Première injure et ce n'est que le début...
Je formule le conseil suivant : ne lisez l'essai d'Onfray que si vous êtes aptes à passer sur ce type de phrase, qui à défaut d'être méprisante est pour le moins irrévérencieuse et peut offenser ^^
Goût et dégout font-ils une somme philosophique ?
Autre biais : une rapide analyse du champs lexical du livre (ne me croyez pas : prenez 2 pages au hasard...) met à jour l'utilisation foisonnante de déclinaisons de termes "violents" : haïr, mépriser, délirer, être hystérique, mutiler, asservir, folie, fascisme, soumettre... Jusqu'à les répéter dans la même phrase.

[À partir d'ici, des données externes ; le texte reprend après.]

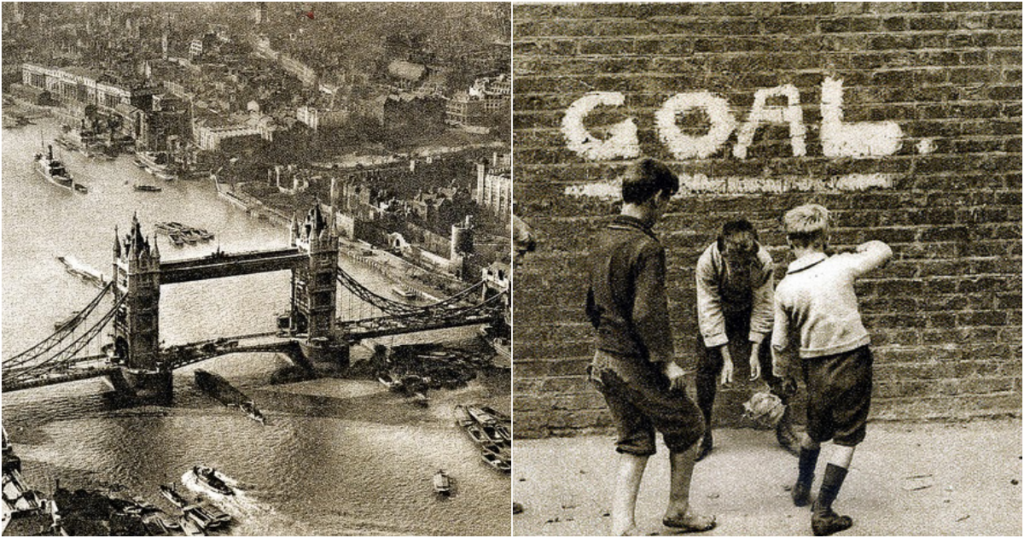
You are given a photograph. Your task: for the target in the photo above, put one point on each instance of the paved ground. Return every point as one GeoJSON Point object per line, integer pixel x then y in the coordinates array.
{"type": "Point", "coordinates": [906, 480]}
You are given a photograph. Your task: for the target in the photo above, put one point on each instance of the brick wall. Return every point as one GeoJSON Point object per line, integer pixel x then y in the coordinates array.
{"type": "Point", "coordinates": [910, 132]}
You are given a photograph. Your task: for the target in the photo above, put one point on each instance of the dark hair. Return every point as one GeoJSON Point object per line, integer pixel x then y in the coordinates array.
{"type": "Point", "coordinates": [645, 178]}
{"type": "Point", "coordinates": [735, 226]}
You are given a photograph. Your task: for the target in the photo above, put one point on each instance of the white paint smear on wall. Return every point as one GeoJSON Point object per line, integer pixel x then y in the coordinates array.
{"type": "Point", "coordinates": [761, 112]}
{"type": "Point", "coordinates": [861, 139]}
{"type": "Point", "coordinates": [622, 141]}
{"type": "Point", "coordinates": [683, 146]}
{"type": "Point", "coordinates": [701, 183]}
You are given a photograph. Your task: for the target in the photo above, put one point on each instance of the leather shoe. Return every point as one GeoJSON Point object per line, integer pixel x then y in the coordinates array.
{"type": "Point", "coordinates": [706, 446]}
{"type": "Point", "coordinates": [801, 494]}
{"type": "Point", "coordinates": [826, 522]}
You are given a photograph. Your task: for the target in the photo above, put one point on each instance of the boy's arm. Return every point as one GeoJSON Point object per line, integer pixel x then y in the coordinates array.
{"type": "Point", "coordinates": [869, 255]}
{"type": "Point", "coordinates": [650, 306]}
{"type": "Point", "coordinates": [710, 317]}
{"type": "Point", "coordinates": [780, 344]}
{"type": "Point", "coordinates": [762, 314]}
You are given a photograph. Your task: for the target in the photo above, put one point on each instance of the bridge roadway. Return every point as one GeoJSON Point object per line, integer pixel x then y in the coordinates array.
{"type": "Point", "coordinates": [219, 264]}
{"type": "Point", "coordinates": [179, 356]}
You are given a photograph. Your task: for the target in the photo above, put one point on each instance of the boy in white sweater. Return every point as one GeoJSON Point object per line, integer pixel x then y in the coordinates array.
{"type": "Point", "coordinates": [817, 319]}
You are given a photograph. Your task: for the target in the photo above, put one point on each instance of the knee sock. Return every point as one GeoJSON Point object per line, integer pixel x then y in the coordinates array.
{"type": "Point", "coordinates": [808, 460]}
{"type": "Point", "coordinates": [830, 485]}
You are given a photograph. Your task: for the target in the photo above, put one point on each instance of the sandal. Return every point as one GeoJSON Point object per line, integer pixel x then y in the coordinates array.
{"type": "Point", "coordinates": [691, 524]}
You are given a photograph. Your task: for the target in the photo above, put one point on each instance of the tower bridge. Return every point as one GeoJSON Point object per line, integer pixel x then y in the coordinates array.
{"type": "Point", "coordinates": [135, 361]}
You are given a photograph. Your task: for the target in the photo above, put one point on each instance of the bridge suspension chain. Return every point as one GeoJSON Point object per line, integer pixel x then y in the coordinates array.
{"type": "Point", "coordinates": [67, 354]}
{"type": "Point", "coordinates": [59, 335]}
{"type": "Point", "coordinates": [394, 307]}
{"type": "Point", "coordinates": [436, 315]}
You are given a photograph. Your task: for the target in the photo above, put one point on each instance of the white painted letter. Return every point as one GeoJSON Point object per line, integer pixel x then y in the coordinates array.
{"type": "Point", "coordinates": [761, 112]}
{"type": "Point", "coordinates": [684, 146]}
{"type": "Point", "coordinates": [859, 139]}
{"type": "Point", "coordinates": [623, 141]}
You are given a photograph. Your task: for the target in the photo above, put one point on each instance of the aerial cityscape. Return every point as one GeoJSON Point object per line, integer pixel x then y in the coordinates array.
{"type": "Point", "coordinates": [256, 271]}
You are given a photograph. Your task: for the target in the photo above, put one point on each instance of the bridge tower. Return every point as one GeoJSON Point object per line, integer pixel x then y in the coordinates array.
{"type": "Point", "coordinates": [136, 324]}
{"type": "Point", "coordinates": [314, 289]}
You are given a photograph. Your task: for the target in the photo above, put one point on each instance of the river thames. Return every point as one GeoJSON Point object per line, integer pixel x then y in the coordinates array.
{"type": "Point", "coordinates": [338, 457]}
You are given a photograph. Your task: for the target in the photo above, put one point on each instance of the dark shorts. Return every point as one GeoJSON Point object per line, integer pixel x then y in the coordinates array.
{"type": "Point", "coordinates": [839, 396]}
{"type": "Point", "coordinates": [644, 405]}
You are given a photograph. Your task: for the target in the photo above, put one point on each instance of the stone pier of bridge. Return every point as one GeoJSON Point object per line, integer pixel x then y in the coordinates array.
{"type": "Point", "coordinates": [311, 257]}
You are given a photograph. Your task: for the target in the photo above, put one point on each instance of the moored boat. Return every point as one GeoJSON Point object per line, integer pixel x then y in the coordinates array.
{"type": "Point", "coordinates": [442, 483]}
{"type": "Point", "coordinates": [389, 381]}
{"type": "Point", "coordinates": [171, 493]}
{"type": "Point", "coordinates": [211, 479]}
{"type": "Point", "coordinates": [496, 461]}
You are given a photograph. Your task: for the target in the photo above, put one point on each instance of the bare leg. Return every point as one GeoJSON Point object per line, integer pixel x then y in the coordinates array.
{"type": "Point", "coordinates": [624, 500]}
{"type": "Point", "coordinates": [679, 514]}
{"type": "Point", "coordinates": [842, 456]}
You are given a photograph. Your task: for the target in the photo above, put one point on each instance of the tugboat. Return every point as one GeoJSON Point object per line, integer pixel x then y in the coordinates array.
{"type": "Point", "coordinates": [442, 483]}
{"type": "Point", "coordinates": [53, 170]}
{"type": "Point", "coordinates": [390, 382]}
{"type": "Point", "coordinates": [250, 409]}
{"type": "Point", "coordinates": [211, 479]}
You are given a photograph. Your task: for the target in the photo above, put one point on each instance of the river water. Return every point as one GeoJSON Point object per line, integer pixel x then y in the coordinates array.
{"type": "Point", "coordinates": [338, 457]}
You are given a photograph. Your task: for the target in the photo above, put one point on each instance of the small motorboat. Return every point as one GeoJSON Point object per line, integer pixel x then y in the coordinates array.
{"type": "Point", "coordinates": [171, 494]}
{"type": "Point", "coordinates": [421, 399]}
{"type": "Point", "coordinates": [68, 322]}
{"type": "Point", "coordinates": [404, 292]}
{"type": "Point", "coordinates": [442, 483]}
{"type": "Point", "coordinates": [212, 480]}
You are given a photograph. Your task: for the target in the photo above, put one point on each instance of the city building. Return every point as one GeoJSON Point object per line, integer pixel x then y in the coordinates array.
{"type": "Point", "coordinates": [494, 187]}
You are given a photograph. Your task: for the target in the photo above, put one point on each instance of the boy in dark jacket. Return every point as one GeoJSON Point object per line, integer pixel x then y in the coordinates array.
{"type": "Point", "coordinates": [634, 366]}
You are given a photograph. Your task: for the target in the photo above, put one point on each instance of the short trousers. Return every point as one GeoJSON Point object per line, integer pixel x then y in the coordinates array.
{"type": "Point", "coordinates": [645, 405]}
{"type": "Point", "coordinates": [839, 396]}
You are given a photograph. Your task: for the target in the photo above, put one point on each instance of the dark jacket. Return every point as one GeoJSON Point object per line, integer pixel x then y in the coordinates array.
{"type": "Point", "coordinates": [627, 302]}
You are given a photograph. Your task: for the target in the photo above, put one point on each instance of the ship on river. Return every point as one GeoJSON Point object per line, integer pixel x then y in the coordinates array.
{"type": "Point", "coordinates": [82, 271]}
{"type": "Point", "coordinates": [53, 169]}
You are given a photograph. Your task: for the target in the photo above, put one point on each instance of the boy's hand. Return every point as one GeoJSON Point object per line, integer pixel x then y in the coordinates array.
{"type": "Point", "coordinates": [755, 362]}
{"type": "Point", "coordinates": [726, 365]}
{"type": "Point", "coordinates": [675, 374]}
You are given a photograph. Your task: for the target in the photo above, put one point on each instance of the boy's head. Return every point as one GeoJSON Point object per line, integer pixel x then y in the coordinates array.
{"type": "Point", "coordinates": [807, 225]}
{"type": "Point", "coordinates": [646, 179]}
{"type": "Point", "coordinates": [738, 240]}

Le but de Michel Onfray n'est-il pas juste de créer dégoût et malaise ? Sommes-nous encore dans une démarche philosophique ?
Sur le fond
Premier mérite de l'auteur : nous faire assimiler à quel point nous sommes habitués et donc façonnés à vivre dans une culture religieuse.
A force d'exemples, il nous montre qu'il a été durant des siècles et il est toujours difficile de raisonner de manière "athéiste" que l'on soit Kant ou un contemporain du XXème siècle.
Cela commence par la difficulté de penser hors d'un ou plusieurs dieux, par pression sociale, folklore, rite initiatique ou tout simplement à cause de notre langage (qui façonne l'esprit, et réciproquement).
Second bénéfice : le livre est un bon outil pour les personnes qui dans leur parcours de vie souhaitent s'émanciper, prendre un temps de réflexion ou faire un pas de côté vis-à-vis de la religion.
Les arguments foisonnent et fournissent quantité de raisons d'aller dans ce sens.
La déconstruction des monothéismes
S'il fallait en faire une synthèse critique, je dirais que le livre n'est qu'un long monologue, facile à lire et qui vulgarise plutôt bien les limites des religions.
Mais, pour Onfray, "l'athéologie" vise uniquement à déconstruire les 3 religions monothéistes.
Une fois encore, sur le fond, les arguments de l'auteur sont intéressants, nombreux.
Mais pour moi, il déraille en s'enfermant dans des diatribes sans contrepartie.
Exemple : la Bible "haït" (sic) la femme. Vous trouverez moult citations relevées par l'auteur. Mais prend-il - l'espace d'une phrase - le temps de présenter une contre argumentation et de mentionner aussi que la Bible (ancien et nouveau testaments inclus) "chérit" la femme ? Non.
Autre exemple : l'argumentation est quasiment toujours scandée et répétée à base de convictions.Cela relève assez peu de l'ordre du raisonnement. Celui qu'on nous apprend en seconde : thèse, antithèse, synthèse. Dommage ! Car des "prophéties" d'Onfray se retrouvent citées par lui-même à contre emploi.
Exemple : la douleur qui - quand elle est prise en compte dans la médecine - devient l'apanage judéo chrétien ?! L'auteur est pris en flagrant de sophisme dans le texte :
- La médecine propose de traiter la douleur des patients,
- Le Vatican propose de traiter la douleur des patients,
- Donc la médecine suit le dogme du Vatican.
Waouh ! Embêtant pour un philosophe de confondre à ce point "caractéristique" et "relation de cause à effet" !!
Dans un contexte (critique datant d'avril 2021) où Onfray conteste le droit à l'Interruption Médicale de Grossesse (loi 2001 avec débat parlementaire d'actualité en 2021 - vérifiez par vous même à quel point il a menti), pourrait-on douter de son propre athéisme ? ^^
L'auteur se retrouve pris de fait dans le piège sur lequel il nous éclaire : "l'athéologie" n'existe pas par elle-même, se pose uniquement en "contre" et n'ouvre aucune perspective ou si peu.
Ce que vous ne trouverez pas
Vous ne trouverez finalement pas ce que j'ai attendu de cet essai.
Des ouvertures en guise de réponse aux questions :
- qu'est ce qu'être athée ?
- peut-on être athée avec des valeurs (d'origines) judéo-chrétiennes ?
- Quel pourrait être le socle de valeurs de l'athéisme ?
Las, Onfray n'y répond pas.
Ce n'est donc pas un ouvrage philosophique car il n'en possède pas la définition même : sur un thème donné, poser une question et y apporter une réponse.
En synthèse :
- le livre présente quantité de sources de réflexion sur les 3 religions monothéistes.
- l'ouvrage n'est pas philosophique.
- c'est un document à charge sans contrepartie (comme l'est le "Crépuscule d'une idole" du même auteur, continuation du "livre noir de la psychanalyse").